The baseline test also called out a CHEK2 mutation - which was also identified in my germline test (discussed in a previous post).  The test also listed related clinical trials. NCT03375307 is  clinical trial is a Phase II study evaluating the efficacy of olaparib (a PARP inhibitor) in treating patients with metastatic or advanced urothelial cancer that has DNA-repair defects (including CHEK2 mutation).  I am reaching out to the investigators leading this trial to see if and when this might be a second line option if needed (restarting Padcev would be another option).  
Information is power and I know there is power in prayer and I plan to engage both.  The weather, holidays and perhaps a bit of complacence have conspired to slow the pace of my exercise and periodic fasting - along with an increase in my weight and blood glucose.  I will attend to these and  while I wait on the next ctDNA results - prayers are always welcome. 
​

I began treatment for locally advanced muscle invasive bladder cancer on December 15 last year.
Watching my sheep today reminds me of THE gift that secured my eternal destiny in a new creation free of disease. 
Until then my Christmas list...

Complete response to new systemic treatments (e.g. antibody drug conjugates and immunotherapy) for locally advanced muscle invasive bladder cancer and others will be shown to be durable.

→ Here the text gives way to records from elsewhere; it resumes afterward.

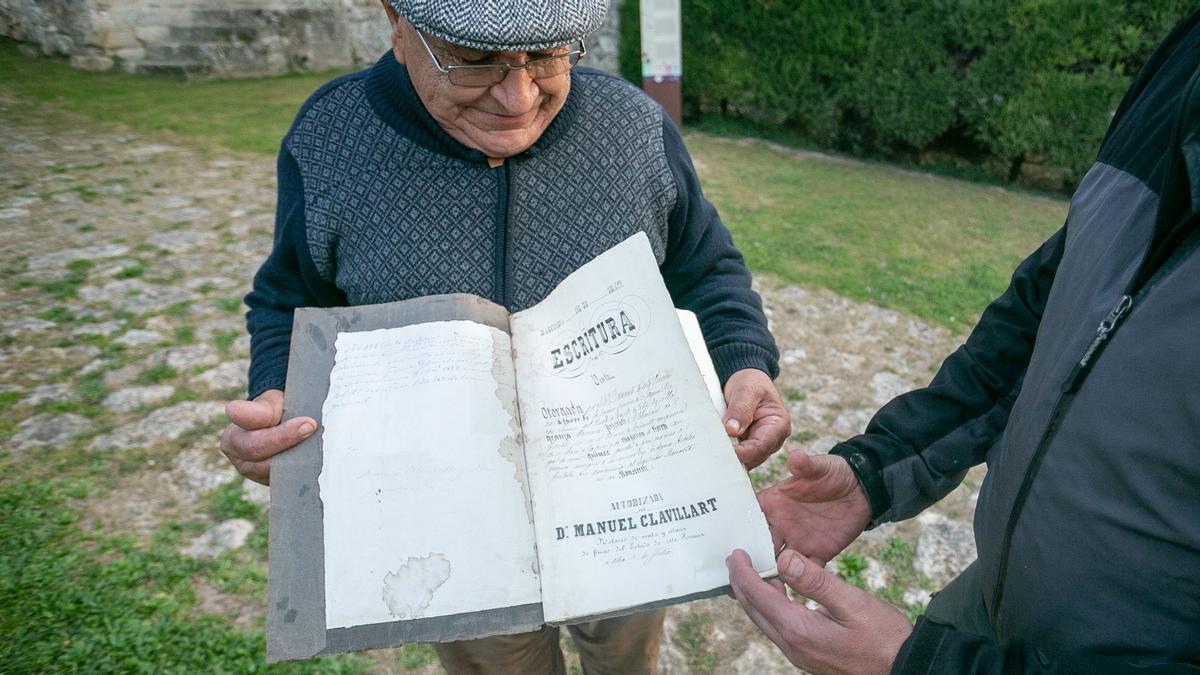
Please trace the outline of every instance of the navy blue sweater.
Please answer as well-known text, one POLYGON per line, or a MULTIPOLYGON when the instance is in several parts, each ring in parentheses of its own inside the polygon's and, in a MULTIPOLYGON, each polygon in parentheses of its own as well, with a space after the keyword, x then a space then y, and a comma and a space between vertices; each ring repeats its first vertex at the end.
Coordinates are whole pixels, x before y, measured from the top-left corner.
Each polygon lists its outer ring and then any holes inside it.
POLYGON ((250 395, 282 389, 295 307, 474 293, 512 311, 646 232, 722 382, 778 374, 750 274, 678 130, 641 91, 571 72, 563 110, 492 168, 425 110, 391 53, 318 90, 278 157, 275 244, 246 297, 250 395))

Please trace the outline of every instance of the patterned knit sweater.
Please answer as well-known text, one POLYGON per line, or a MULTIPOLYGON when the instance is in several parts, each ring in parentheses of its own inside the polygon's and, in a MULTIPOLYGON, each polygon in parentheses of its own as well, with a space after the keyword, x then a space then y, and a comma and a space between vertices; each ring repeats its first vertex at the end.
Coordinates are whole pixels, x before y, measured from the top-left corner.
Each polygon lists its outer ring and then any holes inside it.
POLYGON ((492 168, 384 54, 318 90, 283 139, 275 245, 246 297, 250 395, 283 388, 295 307, 474 293, 518 311, 637 231, 676 304, 700 316, 722 382, 744 368, 774 376, 742 255, 653 101, 575 68, 541 138, 492 168))

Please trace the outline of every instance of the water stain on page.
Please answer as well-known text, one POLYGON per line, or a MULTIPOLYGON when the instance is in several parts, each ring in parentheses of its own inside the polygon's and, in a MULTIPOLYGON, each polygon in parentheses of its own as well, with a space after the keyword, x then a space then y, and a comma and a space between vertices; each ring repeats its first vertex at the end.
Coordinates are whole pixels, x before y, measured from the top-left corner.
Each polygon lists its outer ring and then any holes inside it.
POLYGON ((410 557, 383 578, 383 602, 398 620, 420 619, 433 593, 450 579, 450 561, 439 552, 410 557))
POLYGON ((521 411, 517 408, 516 364, 511 342, 500 338, 503 333, 492 334, 492 377, 496 380, 496 398, 509 416, 509 434, 500 440, 499 453, 512 462, 512 478, 521 485, 524 496, 526 516, 533 524, 533 501, 524 461, 524 435, 521 430, 521 411))

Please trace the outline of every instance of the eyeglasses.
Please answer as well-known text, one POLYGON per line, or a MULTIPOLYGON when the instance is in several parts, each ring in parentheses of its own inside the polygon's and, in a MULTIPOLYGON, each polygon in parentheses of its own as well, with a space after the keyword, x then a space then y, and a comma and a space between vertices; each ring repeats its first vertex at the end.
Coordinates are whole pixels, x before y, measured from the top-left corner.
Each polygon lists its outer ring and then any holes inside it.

AI will accelerate development and validation of better treatments.

Biomarkers will be developed for accurate patient selection for these treatments.

Molecular residual disease tests MRD (e.g circulating tumor DNA) will simplify surveillance and support prompt changes in management - including safe treatment de-escalation.

Improved overall survival prognoses with preservation of quality of life (including bladder preservation) will be the norm.

My fellow survivors will feel their Savior walking with them.

WIshing all a joyful and blessed Christmas!